His death was announced on Wednesday World Wrestling Entertainment, the company where his career exploded in the 1980s. The announcement did not give a reason.

Funk’s wrestling career, which began in the mid-1960s and lasted four decades, has taken him all over the country and the world, from playing to sold-out WWE fans to entertaining fans in the growing Japanese market with All Japan Pro Wrestling. He soon became known as a fierce wrestler who used improvised weapons against his opponents: chairs, ladders, barbed wire, bats, trash cans, and fire.

In a sport built on performing athletes playing exaggerated or invented versions of themselves, the unparalleled quality of Funk’s matches made him one of the most celebrated wrestlers of his generation.

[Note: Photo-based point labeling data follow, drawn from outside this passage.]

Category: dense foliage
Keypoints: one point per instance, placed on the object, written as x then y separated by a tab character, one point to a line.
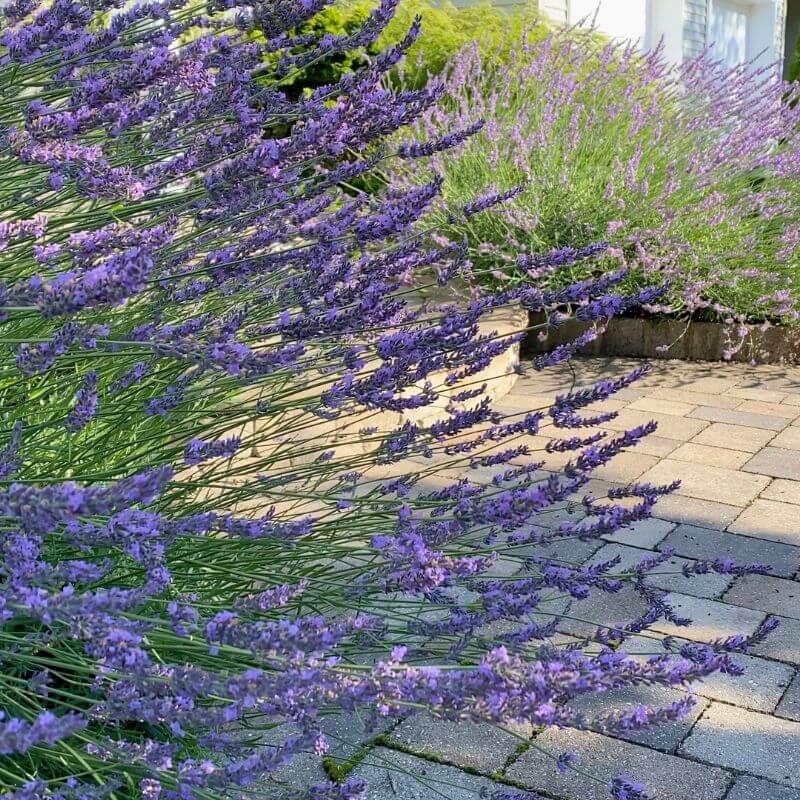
689	173
446	32
221	522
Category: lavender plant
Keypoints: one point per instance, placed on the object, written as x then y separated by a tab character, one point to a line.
218	520
689	172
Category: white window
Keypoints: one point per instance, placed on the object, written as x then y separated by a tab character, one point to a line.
746	30
728	31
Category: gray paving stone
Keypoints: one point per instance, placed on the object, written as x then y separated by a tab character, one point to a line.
710	619
767	519
671	778
744	418
760	744
645	533
789	706
765	593
391	775
692	541
692	511
749	788
760	687
478	746
603	608
668	576
775	462
783	643
788	439
665	737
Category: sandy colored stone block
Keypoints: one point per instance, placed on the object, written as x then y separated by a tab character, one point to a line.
767	519
743	418
734	437
692	511
775	462
783	491
710	619
659	406
783	644
789	706
480	747
710	456
657	446
604	758
760	744
669	426
757	393
695	398
708	483
788	439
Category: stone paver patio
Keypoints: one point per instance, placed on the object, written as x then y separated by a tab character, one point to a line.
731	435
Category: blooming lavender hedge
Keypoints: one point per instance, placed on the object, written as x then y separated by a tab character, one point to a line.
689	172
190	570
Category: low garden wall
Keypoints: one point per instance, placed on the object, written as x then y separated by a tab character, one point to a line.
668	338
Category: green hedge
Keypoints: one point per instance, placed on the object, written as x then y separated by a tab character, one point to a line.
445	30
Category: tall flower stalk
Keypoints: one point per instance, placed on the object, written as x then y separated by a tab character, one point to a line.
218	523
689	172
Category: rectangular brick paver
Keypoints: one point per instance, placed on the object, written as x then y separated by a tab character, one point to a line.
701	543
480	747
664	737
767	519
692	511
770	409
783	643
776	462
755	393
788	439
645	533
604	758
749	788
711	456
710	619
783	491
734	437
695	398
708	483
391	775
789	706
760	744
766	593
663	406
667	576
744	418
669	426
760	688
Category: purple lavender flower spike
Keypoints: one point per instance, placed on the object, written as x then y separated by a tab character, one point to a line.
85	405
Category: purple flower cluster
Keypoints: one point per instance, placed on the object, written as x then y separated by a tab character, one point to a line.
205	255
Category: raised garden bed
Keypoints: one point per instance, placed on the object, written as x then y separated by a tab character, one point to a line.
640	337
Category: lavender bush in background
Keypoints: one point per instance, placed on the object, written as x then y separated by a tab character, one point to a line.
688	172
221	519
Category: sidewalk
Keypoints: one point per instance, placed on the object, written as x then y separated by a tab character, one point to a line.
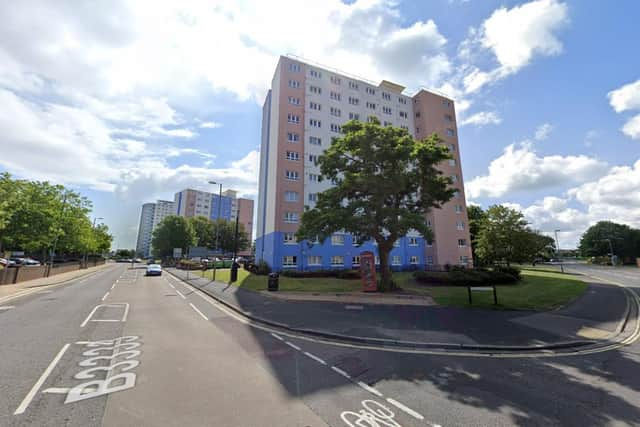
23	288
596	315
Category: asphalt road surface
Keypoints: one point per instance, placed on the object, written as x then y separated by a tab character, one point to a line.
120	349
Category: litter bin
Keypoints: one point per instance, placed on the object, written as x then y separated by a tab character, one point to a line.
273	281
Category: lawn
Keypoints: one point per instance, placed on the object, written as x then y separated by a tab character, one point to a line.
538	290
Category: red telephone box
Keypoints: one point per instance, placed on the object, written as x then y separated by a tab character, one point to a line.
368	271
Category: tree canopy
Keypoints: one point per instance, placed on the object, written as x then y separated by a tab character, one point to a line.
384	182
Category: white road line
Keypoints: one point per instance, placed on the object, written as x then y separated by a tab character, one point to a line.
292	345
198	311
341	372
405	409
369	388
29	397
314	357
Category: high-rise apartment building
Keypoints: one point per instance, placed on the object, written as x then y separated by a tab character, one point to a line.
189	203
303	111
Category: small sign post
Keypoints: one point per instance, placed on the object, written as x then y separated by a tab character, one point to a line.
368	271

Many of his signature clips show him in a bloody mess, his long, wet hair slicked back, his face bleeding from some kind of punch, kick, or chair shot. He did not have the chiseled six-pack normally expected of a professional wrestler. But his frame was broad, his grappling precise, and his savage creativity in the ring earned him the respect of his peers.

Terry Funk in 1976.credit…NOAA

Ric Flair, a retired professional wrestler known for his flashy clothes and extravagant lifestyle, said on Wednesday On X, the platform formerly known as Twitter, he said he had “never met someone who works harder” than Funk. Mick Foley, who also wrestled with Funk, he said on Facebook that he was “the greatest wrestler” he had ever worked with.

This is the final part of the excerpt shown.